Ensuring long-term reliability of TTI1 antibody-based experiments requires implementation of systematic quality control measures. First, establish rigorous validation protocols for each new antibody lot, including Western blot comparison between wild-type and TTI1-depleted samples to confirm specificity . Document band patterns and intensity across multiple cell types to create a reference standard for future comparisons. Store antibodies according to manufacturer recommendations (typically aliquoted and frozen at -20°C or -80°C) to prevent freeze-thaw cycles that could compromise activity.

Implement positive controls in all experiments, such as HEK293T cells overexpressing FLAG-tagged TTI1, which have been established as reliable systems for TTI1 detection . For quantitative applications, develop standard curves using recombinant TTI1 or cell lysates with known TTI1 expression levels. Track antibody performance over time by recording signal-to-noise ratios, detection limits, and consistency across replicates. Consider cross-validating critical results with alternative TTI1 antibodies recognizing different epitopes when available.

For immunoprecipitation experiments, monitor both the efficiency of TTI1 pulldown and the specificity by measuring the ratio of TTI1 to background proteins in immunoprecipitates . Regularly test for cross-reactivity with related proteins, particularly TTI2, which functions in the same complex. Finally, maintain detailed records of antibody performance across different applications, buffer conditions, and experimental contexts to identify any shifts in reliability over time. These measures collectively ensure that experimental outcomes reflect true biological phenomena rather than technical artifacts related to antibody performance.

How should researchers approach conflicting results when using different TTI1 antibodies?

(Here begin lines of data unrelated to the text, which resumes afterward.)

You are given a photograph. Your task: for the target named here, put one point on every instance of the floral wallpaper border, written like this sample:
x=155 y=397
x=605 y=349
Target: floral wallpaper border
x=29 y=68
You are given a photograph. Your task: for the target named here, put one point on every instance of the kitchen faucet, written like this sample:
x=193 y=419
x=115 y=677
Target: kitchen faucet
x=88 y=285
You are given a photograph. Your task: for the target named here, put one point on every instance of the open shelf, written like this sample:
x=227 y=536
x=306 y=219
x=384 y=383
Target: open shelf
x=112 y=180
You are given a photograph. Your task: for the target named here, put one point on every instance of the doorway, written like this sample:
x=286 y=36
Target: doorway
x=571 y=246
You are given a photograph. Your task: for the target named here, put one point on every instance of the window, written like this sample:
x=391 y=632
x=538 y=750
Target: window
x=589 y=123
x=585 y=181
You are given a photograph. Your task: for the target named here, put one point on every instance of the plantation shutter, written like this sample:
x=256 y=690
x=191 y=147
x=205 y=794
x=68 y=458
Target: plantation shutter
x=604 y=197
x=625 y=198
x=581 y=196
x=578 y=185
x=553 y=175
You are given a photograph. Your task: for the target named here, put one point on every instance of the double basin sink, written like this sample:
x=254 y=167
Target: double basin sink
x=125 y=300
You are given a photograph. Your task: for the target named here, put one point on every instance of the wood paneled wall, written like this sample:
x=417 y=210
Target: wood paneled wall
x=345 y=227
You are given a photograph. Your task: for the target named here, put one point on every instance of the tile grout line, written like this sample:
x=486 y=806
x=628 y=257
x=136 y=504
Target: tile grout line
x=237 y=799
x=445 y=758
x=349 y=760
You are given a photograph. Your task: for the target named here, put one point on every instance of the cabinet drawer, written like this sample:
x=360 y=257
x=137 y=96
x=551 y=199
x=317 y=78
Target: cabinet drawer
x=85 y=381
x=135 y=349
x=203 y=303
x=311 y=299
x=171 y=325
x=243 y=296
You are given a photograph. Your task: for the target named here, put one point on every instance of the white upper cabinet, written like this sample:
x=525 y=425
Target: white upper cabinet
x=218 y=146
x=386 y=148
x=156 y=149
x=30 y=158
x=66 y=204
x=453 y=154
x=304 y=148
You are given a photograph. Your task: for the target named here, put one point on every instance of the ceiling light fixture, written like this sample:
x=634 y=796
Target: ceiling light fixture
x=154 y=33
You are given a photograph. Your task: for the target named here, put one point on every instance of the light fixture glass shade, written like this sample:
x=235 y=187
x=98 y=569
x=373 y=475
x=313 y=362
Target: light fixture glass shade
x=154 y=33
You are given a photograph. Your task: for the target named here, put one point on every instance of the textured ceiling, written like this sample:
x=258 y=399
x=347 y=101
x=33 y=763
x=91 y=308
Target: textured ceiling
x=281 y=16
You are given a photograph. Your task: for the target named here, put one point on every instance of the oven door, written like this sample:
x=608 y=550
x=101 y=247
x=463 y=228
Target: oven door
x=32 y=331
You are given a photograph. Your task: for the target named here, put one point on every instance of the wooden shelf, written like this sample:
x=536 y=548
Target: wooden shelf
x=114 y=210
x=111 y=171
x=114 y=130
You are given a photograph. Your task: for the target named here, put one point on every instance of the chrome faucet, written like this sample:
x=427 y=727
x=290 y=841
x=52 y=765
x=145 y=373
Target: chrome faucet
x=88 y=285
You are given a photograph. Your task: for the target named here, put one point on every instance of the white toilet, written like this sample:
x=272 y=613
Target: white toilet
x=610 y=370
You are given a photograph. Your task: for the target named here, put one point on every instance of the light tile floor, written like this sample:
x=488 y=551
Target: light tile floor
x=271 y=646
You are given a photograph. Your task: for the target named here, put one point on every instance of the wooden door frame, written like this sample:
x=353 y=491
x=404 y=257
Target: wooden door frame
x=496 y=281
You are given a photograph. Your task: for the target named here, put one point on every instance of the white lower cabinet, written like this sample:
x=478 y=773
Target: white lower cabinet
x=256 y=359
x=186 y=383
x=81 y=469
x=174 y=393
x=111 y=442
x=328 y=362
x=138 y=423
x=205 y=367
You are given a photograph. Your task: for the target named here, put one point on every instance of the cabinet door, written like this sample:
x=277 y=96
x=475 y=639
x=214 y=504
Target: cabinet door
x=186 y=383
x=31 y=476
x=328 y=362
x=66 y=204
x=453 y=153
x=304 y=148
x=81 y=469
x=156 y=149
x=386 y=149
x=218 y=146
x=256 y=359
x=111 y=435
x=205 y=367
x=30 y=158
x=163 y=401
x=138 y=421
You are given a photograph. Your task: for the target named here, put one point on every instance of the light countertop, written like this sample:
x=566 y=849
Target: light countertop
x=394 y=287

When confronted with conflicting results from different TTI1 antibodies, researchers should employ a systematic troubleshooting approach to resolve discrepancies. First, thoroughly characterize each antibody's properties, including the immunogen used (e.g., full-length KIAA0406 versus specific peptide regions) , host species, clonality, and epitope location if known. This information can help identify whether discrepancies might result from differential epitope accessibility in various experimental conditions or protein conformations.

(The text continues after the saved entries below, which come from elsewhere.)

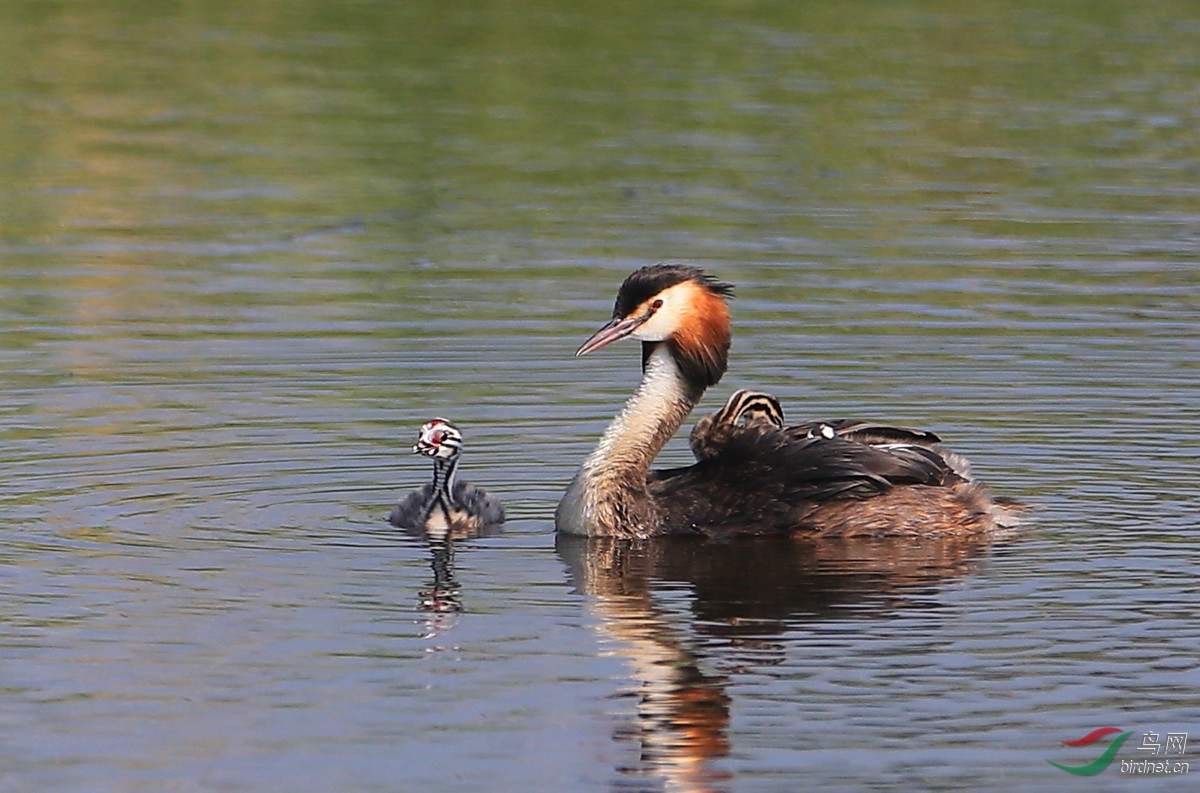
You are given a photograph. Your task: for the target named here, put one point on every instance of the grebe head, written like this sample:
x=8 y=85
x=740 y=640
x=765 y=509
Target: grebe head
x=438 y=438
x=678 y=305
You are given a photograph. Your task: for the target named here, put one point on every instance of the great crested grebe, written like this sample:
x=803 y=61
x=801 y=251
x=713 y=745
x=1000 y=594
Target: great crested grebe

Next, perform side-by-side validation experiments with positive controls (TTI1-overexpressing cells) and negative controls (TTI1-knockdown cells) for each antibody to determine specificity and sensitivity profiles . If one antibody fails to detect TTI1 in knockdown samples while others show residual signal, this suggests differences in specificity. For complex biochemical studies, consider whether different antibodies might preferentially recognize TTI1 in specific complex states or subcellular locations. The TTT complex undergoes conformational changes when interacting with client proteins, which could affect epitope accessibility .

Examine the experimental conditions closely, particularly buffer composition, as TTI1 interactions are sensitive to detergent type (CHAPS versus Triton X-100) . Test whether discrepancies persist across multiple experimental approaches (WB, IP, ELISA) to distinguish application-specific issues from fundamental antibody differences . When possible, validate key findings using orthogonal techniques that don't rely on antibodies, such as mass spectrometry identification of immunoprecipitated proteins or functional assays measuring TTI1-dependent processes. Finally, when publishing results, clearly report which antibody was used for each experiment, including catalog numbers and dilutions, and acknowledge any discrepancies observed between different antibodies to improve reproducibility in the field.